The hunt for Ms Nickell's killer prompted one of Scotland Yard's largest manhunts. In all, 32 men were arrested and 548 suspects ruled out as broadcasters endlessly showed a home video of Ms Nickell waving her partner Andre Hanscombe off to work on the morning of the day she died.

With pressure on detectives to catch the killer, attention quickly turned to an obvious suspect - Colin Stagg, a loner who lived close by in a council flat near the common.

A police search of his flat found walls painted black, a sheath knife, books on the occult and pictures of nude women. Police were convinced they had their man but had no evidence to prove it. Using a female undercover detective, they decided to set up a "honey-trap" operation - when a suspect is lured into an admission of guilt - in an attempt to extract a confession out of Mr Stagg.

Using the false name "Lizzie James", the detective and Mr Stagg exchanged a series of increasingly sexually charged letters to tempt him into an admission. But while he was encouraged to fantasise about sex, he crucially never admitted to murdering Ms Nickell.

Nevertheless, Mr Stagg was charged with the murder. But when the case came to court in 1994 it collapsed, exposing the Met and their tactics. Mr Justice Ognall, who threw out the "Lizzie James" testimony and with it the murder charge, accused police of "deceptive conduct of the grossest kind".

Despite his acquittal, the cloud of suspicion remained over Mr Stagg - not least because police had no other suspects - for several years until 2006 when new evidence led police to Robert Napper, who was charged with the murder last year and awaits trial in November.
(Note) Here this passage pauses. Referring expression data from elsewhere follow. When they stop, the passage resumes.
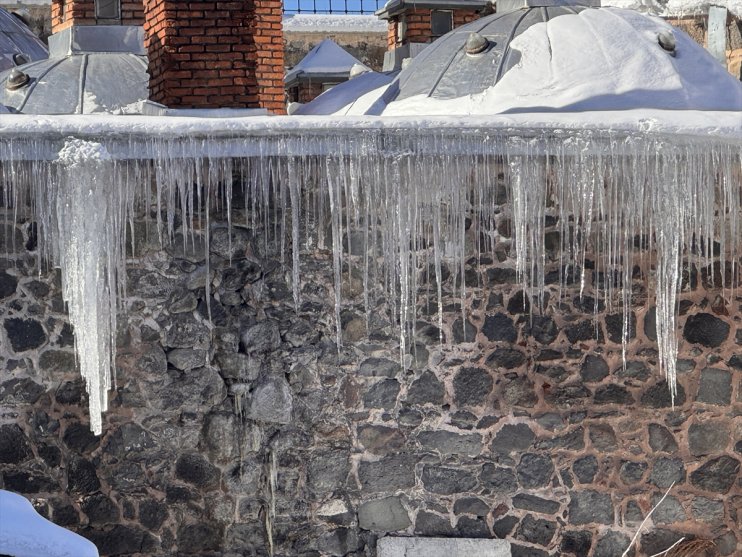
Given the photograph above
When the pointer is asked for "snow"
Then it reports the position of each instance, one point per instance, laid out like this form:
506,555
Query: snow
325,58
598,60
333,23
25,533
676,8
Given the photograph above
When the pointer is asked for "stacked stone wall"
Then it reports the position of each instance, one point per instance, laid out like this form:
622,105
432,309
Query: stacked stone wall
250,430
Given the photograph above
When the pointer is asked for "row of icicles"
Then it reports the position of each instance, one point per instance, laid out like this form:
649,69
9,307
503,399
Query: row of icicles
416,199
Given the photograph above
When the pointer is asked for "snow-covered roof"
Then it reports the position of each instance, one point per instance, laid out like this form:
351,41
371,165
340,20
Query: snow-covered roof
92,69
333,23
326,60
17,39
558,60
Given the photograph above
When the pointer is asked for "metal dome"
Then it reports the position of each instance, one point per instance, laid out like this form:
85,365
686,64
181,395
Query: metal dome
444,70
18,44
91,69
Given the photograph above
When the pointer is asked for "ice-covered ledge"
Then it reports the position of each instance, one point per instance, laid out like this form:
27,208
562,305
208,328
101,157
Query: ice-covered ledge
442,547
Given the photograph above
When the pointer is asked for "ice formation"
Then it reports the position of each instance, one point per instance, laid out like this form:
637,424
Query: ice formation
25,533
417,194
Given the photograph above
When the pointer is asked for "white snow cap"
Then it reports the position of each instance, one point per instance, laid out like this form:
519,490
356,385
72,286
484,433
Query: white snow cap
334,23
603,59
25,533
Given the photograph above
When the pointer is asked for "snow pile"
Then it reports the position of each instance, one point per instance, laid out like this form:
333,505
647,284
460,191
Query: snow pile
25,533
333,23
597,60
676,8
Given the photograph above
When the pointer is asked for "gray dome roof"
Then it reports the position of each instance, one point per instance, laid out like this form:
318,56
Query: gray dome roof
92,69
16,38
444,70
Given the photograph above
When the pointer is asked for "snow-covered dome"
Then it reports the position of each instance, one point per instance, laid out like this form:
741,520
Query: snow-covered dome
555,58
18,44
91,69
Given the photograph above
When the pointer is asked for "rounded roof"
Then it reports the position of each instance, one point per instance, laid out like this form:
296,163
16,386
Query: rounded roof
562,58
91,70
17,39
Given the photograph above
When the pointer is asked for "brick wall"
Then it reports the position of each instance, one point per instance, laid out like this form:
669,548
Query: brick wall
66,13
419,26
215,54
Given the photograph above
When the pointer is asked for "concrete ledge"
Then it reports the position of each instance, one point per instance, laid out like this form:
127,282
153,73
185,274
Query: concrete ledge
442,547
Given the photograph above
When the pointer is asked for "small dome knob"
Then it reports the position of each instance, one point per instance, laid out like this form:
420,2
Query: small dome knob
476,44
16,80
667,41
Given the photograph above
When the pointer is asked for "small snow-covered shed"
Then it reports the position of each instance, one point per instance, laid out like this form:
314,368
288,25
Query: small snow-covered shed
326,65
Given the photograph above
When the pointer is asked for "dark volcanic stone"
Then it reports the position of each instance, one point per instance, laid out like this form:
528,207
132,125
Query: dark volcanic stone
513,437
519,303
20,391
504,526
507,358
594,369
576,542
79,438
658,540
708,438
519,391
658,396
585,469
543,329
589,506
24,334
665,471
612,394
195,469
426,389
382,394
463,331
378,367
535,470
388,474
8,284
661,440
100,509
567,395
120,540
715,387
536,504
632,472
81,476
447,481
614,327
717,475
498,479
536,530
431,524
69,392
380,439
705,329
450,443
471,505
152,514
468,527
499,327
612,544
472,385
14,445
198,538
584,331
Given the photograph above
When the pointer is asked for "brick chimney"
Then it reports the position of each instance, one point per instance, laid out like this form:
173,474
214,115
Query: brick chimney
211,54
66,13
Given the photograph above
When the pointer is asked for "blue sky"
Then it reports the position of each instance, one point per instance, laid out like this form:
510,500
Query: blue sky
331,6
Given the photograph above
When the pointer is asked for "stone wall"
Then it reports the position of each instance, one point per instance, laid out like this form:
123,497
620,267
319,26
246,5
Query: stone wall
250,433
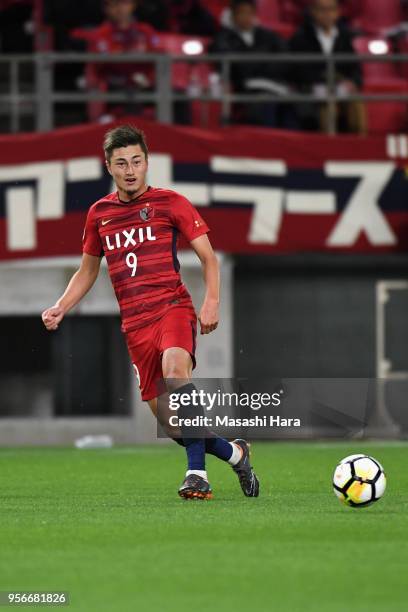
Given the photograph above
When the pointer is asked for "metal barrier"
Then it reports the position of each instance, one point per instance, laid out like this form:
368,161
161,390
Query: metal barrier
42,100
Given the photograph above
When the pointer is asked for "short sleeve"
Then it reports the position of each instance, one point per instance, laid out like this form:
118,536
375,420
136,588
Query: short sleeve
91,240
187,220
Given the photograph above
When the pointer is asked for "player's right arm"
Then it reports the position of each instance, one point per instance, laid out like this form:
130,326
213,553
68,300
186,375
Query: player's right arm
78,286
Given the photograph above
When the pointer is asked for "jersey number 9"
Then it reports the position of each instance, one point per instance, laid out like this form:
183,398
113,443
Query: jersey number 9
131,262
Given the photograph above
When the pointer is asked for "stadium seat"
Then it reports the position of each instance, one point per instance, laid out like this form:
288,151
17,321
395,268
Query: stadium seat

Mr Stagg, who still lives in the same council flat in Roehampton, is trying to get on with rebuilding his life. His wrongful arrest and detention have taken their toll. In an interview last year with the Evening Standard, he told how he still monitors all callers to his flat with CCTV and how he had lost 14 years of his life. He talked of wanting to start a landscape gardening business and settle down with his new girlfriend.

Ms Nickell's partner has also struggled. After the murder, Mr Hanscombe moved with Alex to France, bringing his son up in a village overlooking the Mediterranean. Alex is 18 now but it has been reported that he has grown increasingly bitter about being deprived of his mother and what he describes as a "normal" family. In MrHanscombe's words he became a "brooding, moody teenager".

Mr Stagg's compensation deal will go some small way to making up for the years he lost as a suspect in the notorious killing; Alex, however, will never get over his mother's death.